Generative AI - Alt Text and other AI Features
These features should be turned off by default. Most users do not want generated content being automatically inserted into production documents without review or approval. If users do want AI assistance, it should be opt-in, with clear choices such as:
Generate descriptions for all images
Generate descriptions for selected images only
Approve descriptions on a case-by-case basis
I do not think automatically inserting generated content into live production files is a good approach.
In real-world workflows especially regulated, accessibility, publishing, legal, pharmaceutical, or corporate environments every word often needs to be reviewed, approved, and sometimes audited. AI-generated alt text can absolutely be useful as a starting point, but it should never silently become part of the document unless the user explicitly accepts it.
There is also the risk of inaccurate, inappropriate, misleading, or non-compliant content being introduced into documents without the user immediately noticing. That could create serious problems for regulated workflows, accessibility compliance, approvals, translations, and version-controlled production environments.
AI should assist the user, not bypass existing review and sign-off processes.
See the current thread.
Gen Alt Text is turned ON by default. Users are informed the first time an image is placed to turn it off with a clear CTA.
Closing this as As Designed.
--
Adobe InDesign team
-
Jess Telmanik
commented
This issue is not resolved for any user. A one time CTA alert for a business threatening feature no one asked to have turned on by default is just as effective as a post it note already thrown away in the trash can.
A bad design is a bad design is a bad design. Intentionally designed or not.

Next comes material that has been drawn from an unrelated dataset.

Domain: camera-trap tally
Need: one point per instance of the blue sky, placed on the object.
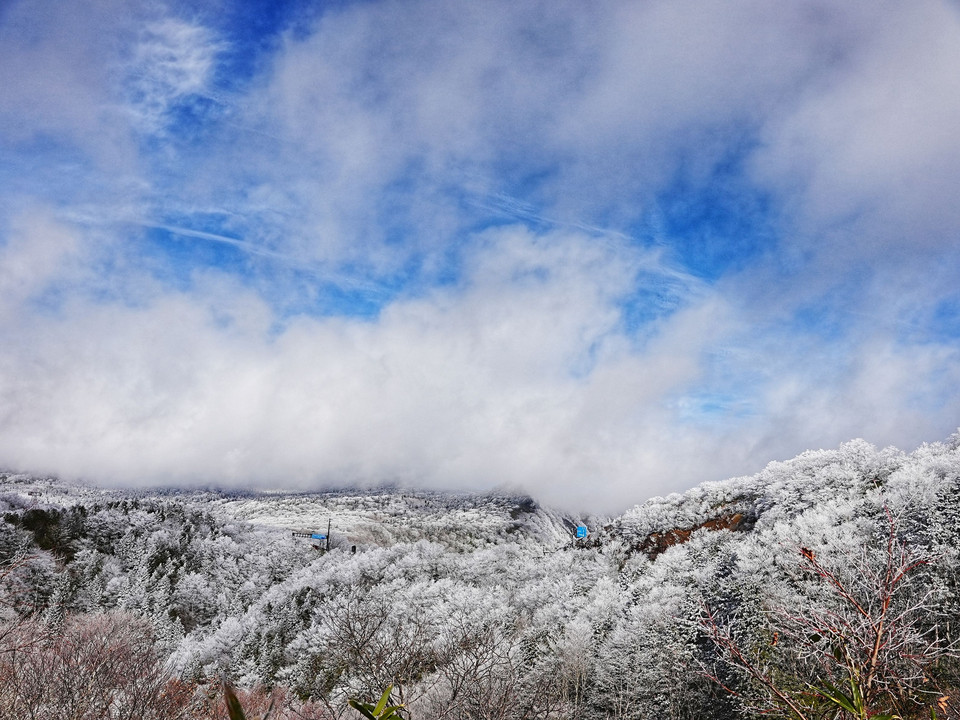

As users have clearly stated and Eugene shared from the beginning, this is a massive red flag to have this turned on by default. Especially with the horrifying results already reported by many users in the community forum.
-
Graphics
commented
Definitely not resolved.
This feature is poorly designed and even more poorly thought out; there is no process of informing the user when AI text is added to every image in an old document they opened. There is also no process to revert that.
What an expected yet still disappointing response. The entire point of this thread is that feature that is "as designed" sucks and can harm users and businesses.
-
Klaas Posselt
commented
I agree, this is not resolved.
Adobe should NEVER change customer data by default. -
Eugene Tyson commented
This is not resolved.
-
Rainer
commented
Thanks for this great example how to not communicate with the community, especially with power users who are wholehearted fans of the software.
Even the category »Resolved for user« is a punch in the face.
-
Monika Gause
commented
The feature needs to be turned OFF.
The reasons for that have already been mentioned by Eugene Tyson. -
Dominic
commented
I agree with all the comments: The Ravi's response is disrespectful to a well argued suggestion, and disregards the fact that this automatically generated material is generated on older documents as they are opened, before any image is placed.
The response ignores some of the undeniable problems with this approach and
makes the term "uservoice" sound ironic. -
Eugene Tyson commented
That’s a tone deaf reply. The issue isn’t whether there was a checkbox or a CTA once during onboarding. The issue is that AI-generated content is being automatically injected into professional production documents by default — including regulated, government, accessibility, legal, and corporate workflows — and it has already been shown generating NSFW and wildly inaccurate descriptions.
“Users were informed once” is not really an adequate defence when the feature can create reputational or compliance risks months later inside files people may never manually review line by line.
AI alt text as an assistive starting point? Fine. AI silently writing production content by default? That’s the part people are objecting to.
-
Anonymous commented
Yes. As designed. That is exactly the problem: BAD designed! Turn it off by default should be the design 😡😡
-
sean.coffey@berkeley.edu
commented
As somebody who does research reports and just discovered that Adobe is inserting completely inaccurate alt text to describe our figures (without our consent), I could not agree more with this. What a terrible user experience, terrible use of AI, terrible for accessibility. Please, please, please make this all Opt-In. The worst part is the place where I'm supposedly able to disable it doesn't exist for me in InDesign. UGGGGGG
-
dave.d.richardson@btopenworld.com
commented
100% agree. Text should never be changed without agreement and opt in. Default should be opt out.
Dave
-
Dave Courtemanche commented
Unwanted feature turned on by default is a critical miss by Adobe. Do better Adobe. There are those who have no need for these AI features.
-
Graphics
commented
Fully agreed, I am in a corporate design position (non-legal) and unwanted AI alt-tags would cause big issues in our approval process and even bigger if they got published unknowingly.
I can see the benefit here, but it is only positive when prompted by the user/toggled off by default. Otherwise it feels like a rogue tool with potential to add hours to my workflow due to fixing its' mistakes.
-
Anonymous commented
100% agree!
(There is no need by the way for any of this AI slop, but at least it should be off by default!)